What Is New in Elasticsearch 6.2
Elasticsearch 6.2 delivers significant enhancements in search performance, indexing efficiency, and operational management. This release focuses on making complex queries faster and simplifying cluster administration for developers.
| Category | Key Updates |
|---|---|
| New Features | Painless Scripting Debugger, Index Sorting, CCR Auto-Follow |
| Improvements | Faster Terms Query, Indexing Performance Boost, Enhanced Geo Queries |
| Bug Fixes | Various fixes for aggregation, mapping, and node discovery |
How does the new Painless debugger help with script development?
The Painless scripting debugger is a major addition for developers writing complex scripts. It allows you to set breakpoints, step through code, and inspect variables in real-time, directly from Kibana.
This is a game-changer for debugging scripted fields, update-by-query operations, or complex painless scripts in ingest pipelines. You no longer have to rely solely on print statement debugging, which dramatically speeds up development and troubleshooting.
What performance gains can I expect from index sorting?
Index sorting pre-sorts documents on disk during indexing according to your specified criteria. This can yield massive speed improvements for range queries and aggregations that align with the sort order.
In practice, if you frequently query time-based data with range aggregations, sorting your index by @timestamp can make those queries significantly faster. The trade-off is a slight increase in indexing time and storage overhead, but the read performance boost is often worth it.
How has the terms query been optimized?
The terms query execution has been rewritten to be much more efficient, especially for large sets of terms. It now avoids internal conversions and uses a more direct lookup method.
This matters because queries with hundreds or thousands of terms in an IN-like clause will see a substantial reduction in latency and CPU overhead. It's a backend improvement that requires no changes to your queries but delivers free performance gains.

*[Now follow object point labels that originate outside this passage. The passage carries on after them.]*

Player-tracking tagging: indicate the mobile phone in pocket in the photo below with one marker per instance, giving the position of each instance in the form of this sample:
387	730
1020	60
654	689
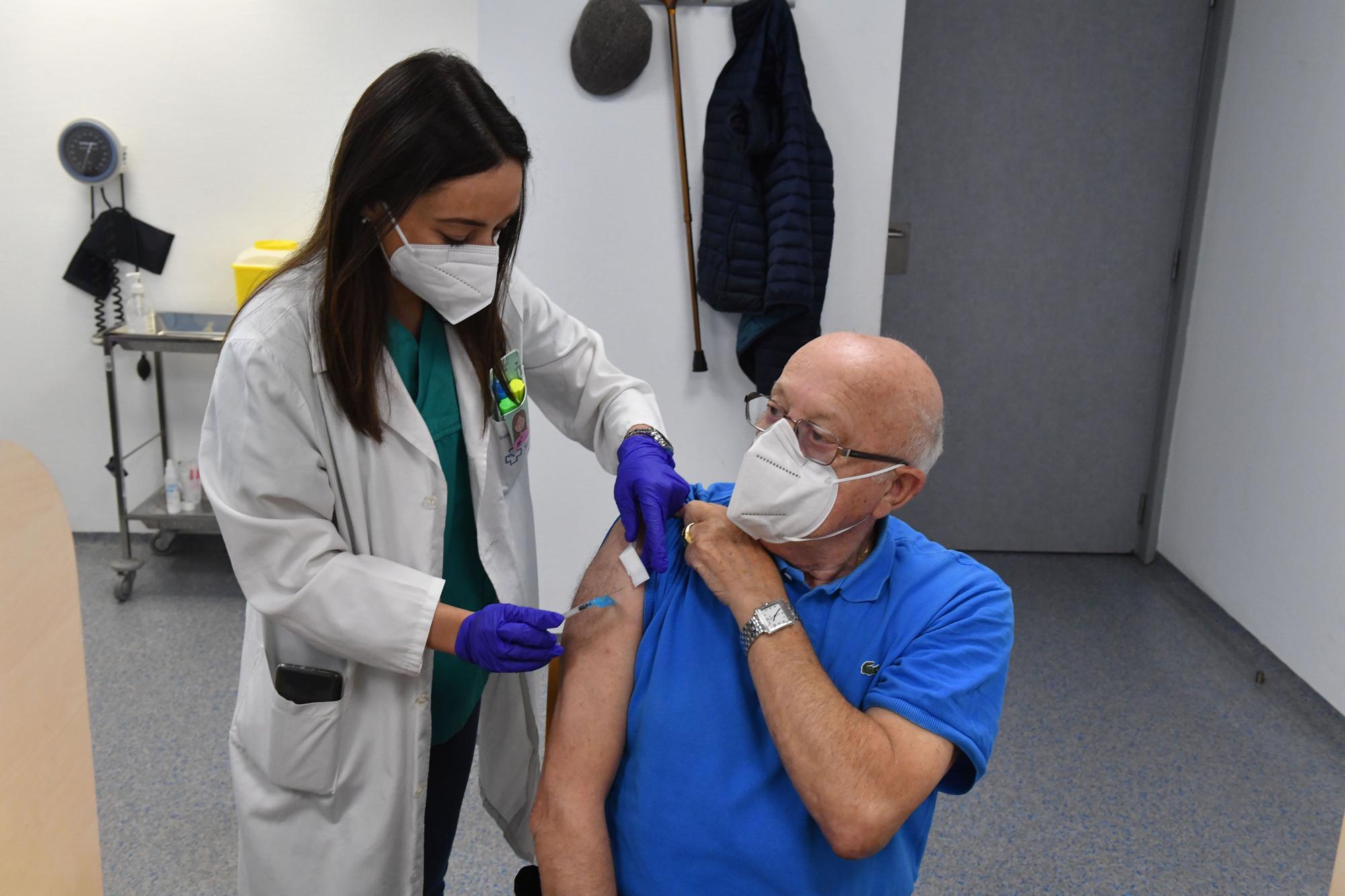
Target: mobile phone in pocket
307	684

What is CCR auto-follow and why is it useful?
Cross-Cluster Replication (CCR) auto-follow automatically replicates new indices from a remote leader cluster that match a specified pattern. You define a pattern once, and any new index that matches it will be replicated without manual intervention.
This automates a previously manual process, making it ideal for log or event-driven data patterns where new time-based indices are created daily or hourly. It simplifies the management of a replication setup across clusters.
FAQ
Does the Painless debugger work with all script types?
Yes, the debugger supports Painless scripts used in search queries, scripted fields, ingest processors, and update-by-query operations, providing broad debugging coverage.
Is there an indexing performance cost to enabling index sorting?
Yes, there is a minor overhead during the indexing process as data must be sorted before being written to disk. However, the significant query performance gains for sorted-range scans often justify this cost.
Do I need to change my existing terms queries to benefit from the optimization?
No, the optimization is entirely on the execution side. Your existing queries using the terms query will automatically run faster without any modification required.
Can I use CCR auto-follow with existing indices?
No, auto-follow patterns only apply to new indices created on the leader cluster after the pattern is set up. Existing indices must be followed using the manual follow API.
Are there any new geo-point field optimizations?
Yes, the performance of geo-point queries that use the indexed option has been improved. Queries like geo-distance and geo-bounding box should see reduced latency.